Die Untersuchungen können mehrere Wochen dauern. Die Auswertung der Ergebnisse braucht Monate. Meistens geht es dabei nicht um komplett neue Chips, sondern um Varianten älterer Designs. Nur etwa alle fünf bis acht Jahre kommen komplett neu entwickelte Sicherheits-Chips auf den Markt, schätzt TÜViT Managing Director Dirk Kretzschmar. Gegenüber bösen Hackern sehen sich die Essener Whitehats im Vorteil: Sie haben Zugriff auf die Baupläne der Chips und den Quellcode ihrer Firmware. Auch deren Analyse gehört zur Prüfung. Jenseits des Horizonts liegt die Bewertung der eigentlichen Krypto-Algorithmen, weil letztere durch die Spezifikationen vorgegeben sind: TÜViT untersucht nur, ob der Algorithmus korrekt implementiert wurde. Deshalb hätte man etwa die im Herbst 2017 veröffentlichte ROCA-Lücke im RSA-Algorithmus mancher TPMs nicht entdecken können.

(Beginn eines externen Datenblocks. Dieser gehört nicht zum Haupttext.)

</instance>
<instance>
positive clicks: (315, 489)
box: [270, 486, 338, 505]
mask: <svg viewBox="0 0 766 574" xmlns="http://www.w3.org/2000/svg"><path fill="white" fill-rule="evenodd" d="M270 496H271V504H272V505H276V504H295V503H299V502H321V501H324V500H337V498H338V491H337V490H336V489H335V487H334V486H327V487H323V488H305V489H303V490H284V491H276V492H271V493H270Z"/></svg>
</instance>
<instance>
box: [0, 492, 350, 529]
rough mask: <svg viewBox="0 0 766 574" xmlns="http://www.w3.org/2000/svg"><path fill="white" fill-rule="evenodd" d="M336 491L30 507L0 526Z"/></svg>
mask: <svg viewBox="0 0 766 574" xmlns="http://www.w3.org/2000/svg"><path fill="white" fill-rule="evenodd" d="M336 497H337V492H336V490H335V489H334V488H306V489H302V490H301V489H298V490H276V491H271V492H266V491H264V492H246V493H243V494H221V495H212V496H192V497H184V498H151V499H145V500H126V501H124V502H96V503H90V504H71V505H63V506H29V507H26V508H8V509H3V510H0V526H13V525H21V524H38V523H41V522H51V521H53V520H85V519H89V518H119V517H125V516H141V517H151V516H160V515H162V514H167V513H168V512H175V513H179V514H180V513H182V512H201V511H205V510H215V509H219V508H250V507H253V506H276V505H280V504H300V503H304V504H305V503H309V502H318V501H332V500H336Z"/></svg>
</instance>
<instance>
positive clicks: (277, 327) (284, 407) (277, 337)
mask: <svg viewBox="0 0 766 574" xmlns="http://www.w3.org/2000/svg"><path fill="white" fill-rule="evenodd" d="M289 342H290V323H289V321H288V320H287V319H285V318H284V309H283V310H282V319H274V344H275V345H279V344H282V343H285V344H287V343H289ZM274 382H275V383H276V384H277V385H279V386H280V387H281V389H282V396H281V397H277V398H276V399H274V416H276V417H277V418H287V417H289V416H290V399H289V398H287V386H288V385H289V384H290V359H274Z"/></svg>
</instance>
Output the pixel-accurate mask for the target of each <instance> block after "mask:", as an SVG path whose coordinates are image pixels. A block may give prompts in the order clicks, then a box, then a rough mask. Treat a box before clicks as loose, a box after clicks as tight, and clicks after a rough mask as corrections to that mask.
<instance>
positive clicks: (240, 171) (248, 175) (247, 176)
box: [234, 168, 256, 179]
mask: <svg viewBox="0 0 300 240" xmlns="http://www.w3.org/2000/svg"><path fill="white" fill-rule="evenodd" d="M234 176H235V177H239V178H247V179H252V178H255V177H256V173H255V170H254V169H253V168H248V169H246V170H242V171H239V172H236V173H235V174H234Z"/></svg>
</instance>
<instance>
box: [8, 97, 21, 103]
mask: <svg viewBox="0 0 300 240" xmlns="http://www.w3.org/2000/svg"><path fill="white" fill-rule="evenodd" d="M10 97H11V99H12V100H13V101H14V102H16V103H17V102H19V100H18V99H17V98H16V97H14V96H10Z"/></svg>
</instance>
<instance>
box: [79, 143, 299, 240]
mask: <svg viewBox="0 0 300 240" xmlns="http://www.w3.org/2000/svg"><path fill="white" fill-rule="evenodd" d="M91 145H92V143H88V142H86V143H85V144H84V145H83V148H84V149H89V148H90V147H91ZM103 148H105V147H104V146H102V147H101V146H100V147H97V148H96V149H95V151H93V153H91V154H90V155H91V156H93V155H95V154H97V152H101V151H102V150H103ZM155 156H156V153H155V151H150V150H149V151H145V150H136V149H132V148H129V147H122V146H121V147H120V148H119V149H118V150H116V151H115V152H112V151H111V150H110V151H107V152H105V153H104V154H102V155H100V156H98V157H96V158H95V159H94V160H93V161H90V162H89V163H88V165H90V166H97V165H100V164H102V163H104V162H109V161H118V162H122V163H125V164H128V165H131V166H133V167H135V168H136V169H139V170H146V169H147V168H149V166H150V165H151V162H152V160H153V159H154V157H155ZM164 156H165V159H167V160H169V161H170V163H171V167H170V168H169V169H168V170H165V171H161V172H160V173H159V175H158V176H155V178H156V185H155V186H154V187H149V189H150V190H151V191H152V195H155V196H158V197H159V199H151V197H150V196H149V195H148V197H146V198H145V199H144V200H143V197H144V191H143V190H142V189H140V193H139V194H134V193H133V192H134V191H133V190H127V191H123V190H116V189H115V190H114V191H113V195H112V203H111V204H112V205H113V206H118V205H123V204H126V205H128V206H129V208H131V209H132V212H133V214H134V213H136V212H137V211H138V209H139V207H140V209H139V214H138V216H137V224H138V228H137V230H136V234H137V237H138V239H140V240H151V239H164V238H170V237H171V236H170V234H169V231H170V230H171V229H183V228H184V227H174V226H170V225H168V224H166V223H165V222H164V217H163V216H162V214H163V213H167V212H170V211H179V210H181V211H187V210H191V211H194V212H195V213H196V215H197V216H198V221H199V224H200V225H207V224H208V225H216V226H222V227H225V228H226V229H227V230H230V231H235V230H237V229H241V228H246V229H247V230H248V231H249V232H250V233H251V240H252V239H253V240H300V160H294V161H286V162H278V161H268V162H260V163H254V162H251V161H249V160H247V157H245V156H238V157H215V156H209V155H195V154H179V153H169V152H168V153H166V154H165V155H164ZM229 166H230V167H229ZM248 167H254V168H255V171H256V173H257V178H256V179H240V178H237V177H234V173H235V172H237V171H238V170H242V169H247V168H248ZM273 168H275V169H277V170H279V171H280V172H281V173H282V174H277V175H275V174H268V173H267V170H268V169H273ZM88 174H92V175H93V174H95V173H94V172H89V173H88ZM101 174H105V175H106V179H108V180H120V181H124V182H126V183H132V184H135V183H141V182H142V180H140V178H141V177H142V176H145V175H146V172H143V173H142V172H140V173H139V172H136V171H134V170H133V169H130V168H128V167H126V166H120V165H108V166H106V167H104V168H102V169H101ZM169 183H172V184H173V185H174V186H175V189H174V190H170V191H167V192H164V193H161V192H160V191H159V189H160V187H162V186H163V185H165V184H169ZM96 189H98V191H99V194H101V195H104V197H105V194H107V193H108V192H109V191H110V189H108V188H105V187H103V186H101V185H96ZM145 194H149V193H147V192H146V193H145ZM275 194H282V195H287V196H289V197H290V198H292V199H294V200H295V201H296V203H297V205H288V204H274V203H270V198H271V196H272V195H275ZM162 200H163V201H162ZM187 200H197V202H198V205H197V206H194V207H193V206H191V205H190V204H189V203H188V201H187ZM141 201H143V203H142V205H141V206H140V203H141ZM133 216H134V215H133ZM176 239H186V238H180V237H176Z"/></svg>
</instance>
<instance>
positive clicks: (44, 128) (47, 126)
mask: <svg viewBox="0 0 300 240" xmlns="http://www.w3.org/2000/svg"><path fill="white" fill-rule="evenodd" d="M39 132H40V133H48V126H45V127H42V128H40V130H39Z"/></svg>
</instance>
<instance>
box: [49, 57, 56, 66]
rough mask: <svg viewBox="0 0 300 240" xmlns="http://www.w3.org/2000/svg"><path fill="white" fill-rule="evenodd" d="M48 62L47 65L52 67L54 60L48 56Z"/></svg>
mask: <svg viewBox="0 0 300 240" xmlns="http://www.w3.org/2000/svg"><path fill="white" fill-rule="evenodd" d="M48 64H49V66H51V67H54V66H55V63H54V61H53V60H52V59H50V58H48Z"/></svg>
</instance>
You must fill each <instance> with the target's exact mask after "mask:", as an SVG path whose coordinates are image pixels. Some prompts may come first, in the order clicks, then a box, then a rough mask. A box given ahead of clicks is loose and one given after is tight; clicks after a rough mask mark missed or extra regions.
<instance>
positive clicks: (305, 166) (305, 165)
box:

Die für eine Anwendung nötige Vertrauenswürdigkeit und damit der Preis des Chips richtet sich nach der Art der vermuteten Angriffe und dem Budget. Noch heute, so die TÜViT-Experten, sind in vielen Bereichen relativ leicht angreifbare Chips im Einsatz. Das hängt mit der Langlebigkeit der Produkte und Systeme zusammen, in denen sie stecken, etwa in den Schlüsselkarten für elektronische Schlösser von Hotelzimmern. Pay-TV-Anbieter, die Knackversuche durch gut ausgestattete Handlanger der organisierten Kriminalität befürchten, verwenden besser gehärtete Chips.

Funkende Stromzähler

Der TÜViT prüft nicht nur Sicherheits-Chips, sondern etwa auch die Sicherheit ganzer Rechenzentren oder von Anwendungen und Systemen. Eines der aktuellen Projekte dreht sich in Zusammenarbeit mit dem Bundesamt für Sicherheit in der Informationstechnik (BSI) um Datenschutz und sichere Kommunikation von Smart Meter Gateways (SMGW): Das sind die Netzwerk-Module, über die Smart Meter wie digitale Gas- und Stromzähler in Zukunft Verbrauchsdaten senden. Die Zählerdaten dürfen weder manipuliert werden noch in falsche Hände geraten [1].